YOGYAKARTA, Suara Muhammadiyah- Kasus penyebaran HIV-AIDS di Kabupaten Sleman, Daerah Istimewa Yogyakarta terus mengalami peningkatan. Tercatat, kasus HIV sampai dengan triwulan 2 pada tahun 2016 sebanyak 868 jiwa, dengan jumlah positif Aids sebanyak 352 orang.
Untuk menekan tingginya angka tersebut, Dinas Kesehatan Kabupaten Sleman telah membuat beberapa regulasi yang terkait dengan penanganan HIV. Kepala Dinas Kesehatan Kabupaten Sleman, Nurulhayah menuturkan bahwa berbagai regulasi terkait penanganan HIV juga perlu ditelisik dalam bidang kebidanan.
Disampaikan Nurulhayah bahwa berdasarkan penelitian yang ada menyatakan bahwa sekarang ini jumlah penderita HIV Aids lebih banyak diwarnai oleh perempuan. Melihat kondisi tersebut, pihaknya mewaspadai terdapatnya resiko lain yakni berupa resiko penularan terhadap anak.
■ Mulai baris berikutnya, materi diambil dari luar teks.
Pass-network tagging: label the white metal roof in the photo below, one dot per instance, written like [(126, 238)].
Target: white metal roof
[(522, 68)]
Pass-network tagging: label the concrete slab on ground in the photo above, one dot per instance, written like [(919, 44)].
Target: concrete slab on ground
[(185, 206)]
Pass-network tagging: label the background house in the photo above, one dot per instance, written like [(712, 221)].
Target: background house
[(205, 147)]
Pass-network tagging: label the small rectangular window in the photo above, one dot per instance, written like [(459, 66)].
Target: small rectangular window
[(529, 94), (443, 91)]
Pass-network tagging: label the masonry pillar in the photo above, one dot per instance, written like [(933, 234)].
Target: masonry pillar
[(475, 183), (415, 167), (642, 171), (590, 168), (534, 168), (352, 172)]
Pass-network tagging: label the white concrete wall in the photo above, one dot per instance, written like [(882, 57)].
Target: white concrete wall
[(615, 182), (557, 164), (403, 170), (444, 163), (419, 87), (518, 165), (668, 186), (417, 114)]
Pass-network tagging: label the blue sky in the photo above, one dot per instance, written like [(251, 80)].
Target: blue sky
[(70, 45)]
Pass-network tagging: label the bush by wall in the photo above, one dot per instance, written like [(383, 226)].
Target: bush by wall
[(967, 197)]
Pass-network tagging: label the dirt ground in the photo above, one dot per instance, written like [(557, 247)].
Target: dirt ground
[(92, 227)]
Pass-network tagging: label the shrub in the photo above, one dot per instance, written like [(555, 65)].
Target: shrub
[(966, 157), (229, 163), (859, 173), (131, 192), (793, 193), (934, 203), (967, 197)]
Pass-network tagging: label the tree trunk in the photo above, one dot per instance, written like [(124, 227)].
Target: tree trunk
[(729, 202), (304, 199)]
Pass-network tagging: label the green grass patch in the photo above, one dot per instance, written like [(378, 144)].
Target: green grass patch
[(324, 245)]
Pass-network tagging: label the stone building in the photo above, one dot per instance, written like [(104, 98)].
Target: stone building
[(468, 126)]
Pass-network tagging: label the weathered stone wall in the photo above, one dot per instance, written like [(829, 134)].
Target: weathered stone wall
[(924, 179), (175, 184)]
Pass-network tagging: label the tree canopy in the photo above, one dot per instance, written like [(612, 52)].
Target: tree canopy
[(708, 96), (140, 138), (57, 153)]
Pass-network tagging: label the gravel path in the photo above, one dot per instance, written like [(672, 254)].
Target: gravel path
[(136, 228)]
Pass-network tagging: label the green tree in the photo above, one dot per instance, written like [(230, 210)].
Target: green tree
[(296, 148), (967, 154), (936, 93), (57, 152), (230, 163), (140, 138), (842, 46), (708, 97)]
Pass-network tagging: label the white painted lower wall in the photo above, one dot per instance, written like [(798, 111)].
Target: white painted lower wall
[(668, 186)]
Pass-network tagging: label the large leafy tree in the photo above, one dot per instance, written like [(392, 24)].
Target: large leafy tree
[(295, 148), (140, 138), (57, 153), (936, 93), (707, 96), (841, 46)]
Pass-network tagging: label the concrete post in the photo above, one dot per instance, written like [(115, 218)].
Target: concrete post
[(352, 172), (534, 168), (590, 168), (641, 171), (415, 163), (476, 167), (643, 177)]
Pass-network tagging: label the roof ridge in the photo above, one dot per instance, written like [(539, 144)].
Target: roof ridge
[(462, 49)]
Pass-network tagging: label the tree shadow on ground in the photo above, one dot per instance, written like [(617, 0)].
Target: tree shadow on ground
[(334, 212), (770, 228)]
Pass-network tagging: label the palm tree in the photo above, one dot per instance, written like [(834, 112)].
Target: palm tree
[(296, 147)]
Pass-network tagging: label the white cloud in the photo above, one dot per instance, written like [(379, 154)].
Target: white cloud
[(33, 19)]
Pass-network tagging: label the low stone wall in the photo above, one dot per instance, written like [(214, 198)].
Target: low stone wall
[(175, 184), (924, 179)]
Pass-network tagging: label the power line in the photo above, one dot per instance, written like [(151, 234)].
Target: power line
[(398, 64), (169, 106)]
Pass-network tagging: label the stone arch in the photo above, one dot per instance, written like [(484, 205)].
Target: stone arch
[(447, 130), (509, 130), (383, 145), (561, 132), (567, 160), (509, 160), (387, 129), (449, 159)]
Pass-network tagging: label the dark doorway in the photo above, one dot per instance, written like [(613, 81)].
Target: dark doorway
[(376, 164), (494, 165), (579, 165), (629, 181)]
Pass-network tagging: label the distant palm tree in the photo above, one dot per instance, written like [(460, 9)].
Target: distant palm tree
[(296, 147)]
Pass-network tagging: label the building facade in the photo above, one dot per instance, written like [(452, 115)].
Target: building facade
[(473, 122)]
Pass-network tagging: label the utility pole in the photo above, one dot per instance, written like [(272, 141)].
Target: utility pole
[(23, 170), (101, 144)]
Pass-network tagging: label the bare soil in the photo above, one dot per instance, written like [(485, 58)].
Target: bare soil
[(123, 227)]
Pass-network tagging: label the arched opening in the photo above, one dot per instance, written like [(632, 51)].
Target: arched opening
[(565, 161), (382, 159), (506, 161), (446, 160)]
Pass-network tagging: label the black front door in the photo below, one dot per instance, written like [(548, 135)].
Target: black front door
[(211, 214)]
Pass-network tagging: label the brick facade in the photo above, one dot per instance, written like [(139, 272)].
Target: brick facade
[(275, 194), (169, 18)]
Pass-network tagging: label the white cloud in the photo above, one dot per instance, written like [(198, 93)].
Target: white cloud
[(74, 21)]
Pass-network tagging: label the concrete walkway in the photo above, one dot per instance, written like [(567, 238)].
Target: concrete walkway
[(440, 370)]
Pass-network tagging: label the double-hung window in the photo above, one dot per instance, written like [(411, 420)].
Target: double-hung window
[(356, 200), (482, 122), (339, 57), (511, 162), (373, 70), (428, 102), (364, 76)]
“Sleman merupakan daerah padat dengan proporsi antara laki-laki dan perempuan yang sama. Jumlah perempuan yang terkena HIV Aids ini ternyata semakin lama semakin meningkat. Dari penelitian yang dilakukan menyatakan bahwa perempuan-perempuan sekarang ini banyak terkena HIV Aids. Kita lihat juga akibat dari HIV Aids. Apabila kemudian dia hamil, lalu beban pasca persalinan yaitu dia akan menularkan kepada anak. Jadi ini perlu benar-benar serius menanganinya,” ujarnya.
Menanggapi hal tersebut, Program Studi S2 Kebidanan Universitas Aisyiyah (Unisa) Yogyakarta berupaya turut berkontribusi dengan memperdalam pengetahuan mengenai pelayanan assessment tentang kesehatan khusunya terkait penanganan HIV dengan melakukan penyerahan policy brief kepada Dinas Kesehatan Kabupaten Sleman pada Sabtu (18/3).
Mahasiswa S2 Kebidanan Unisa, Gracea Patricka menuturkan bahwa policy brief merupakan sebuah rumusan-rumusan solusi yang tersusun dari penelitian-penelitian terkait HIV Aids.
“Awal mulanya adalah penelitian terkait HIV Aids dan penelitian terkait itu yang sudah ada bukti-bukti ilmiahnya kemudian dikumpulkan dalam bentuk seminar dan dihimpun menjadi rumusan solusi misalnya bagaimana sih menekan angka penularan HIV pada anak, bagaimana supaya anaknya tetap bisa ASI ekslusif?,” jelasnya. Dari bolicy brief tersebut, lanjut Gracea, dirumuskan kebijakan masyarakat dan diserahkan kepada Dinas Kesehatan.
Kaprodi S2 Kebidanan Unisa, Moh Hakimi menambahkan, sebagai profesional untuk masalah kebidanan, pihaknya menekankan pentingnya Health technology Assessment dalam penanganan HIV. “Jadi karena bidan itu merupakan profesional utama untuk kebidanan, maka memanfaatkan teknologi itu. Nah kenapa Aids yang diambil? Karena ini makin banyak jumlahnya sehingga kita wajib mengetahui tidak hanya obatnya namun juga pencegahan dan pengecekan,” pungkasnya (Yusri).